🤖 AI Summary
To address performance degradation in sim-to-real transfer for embodied intelligence—caused by modeling discrepancies in physics simulators—this paper presents the first systematic, three-dimensional evaluation of mainstream engines (e.g., PyBullet, MuJoCo, Isaac Gym) along physical fidelity, task adaptability, and hardware constraints. We integrate cutting-edge techniques—including world models and geometrically equivariant networks—to establish a comprehensive benchmark featuring multi-task datasets, unified evaluation metrics, and an open-source platform.
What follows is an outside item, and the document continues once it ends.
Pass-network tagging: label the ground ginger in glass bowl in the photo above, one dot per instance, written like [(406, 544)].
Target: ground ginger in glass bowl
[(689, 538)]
Furthermore, we propose a task-aware simulator selection framework that quantifies trade-offs among accuracy, real-time capability, differentiability, and deployment compatibility for navigation and manipulation tasks. Our contributions include an open-source evaluation repository and practical guidelines, providing both theoretical foundations and engineering evidence to reduce real-world training costs and enhance transfer robustness.
📝 Abstract
Navigation and manipulation are core capabilities in Embodied AI, yet training agents with these capabilities in the real world faces high costs and time complexity. Therefore, sim-to-real transfer has emerged as a key approach, yet the sim-to-real gap persists. This survey examines how physics simulators address this gap by analyzing their properties overlooked in previous surveys. We also analyze their features for navigation and manipulation tasks, along with hardware requirements. Additionally, we offer a resource with benchmark datasets, metrics, simulation platforms, and cutting-edge methods-such as world models and geometric equivariance-to help researchers select suitable tools while accounting for hardware constraints.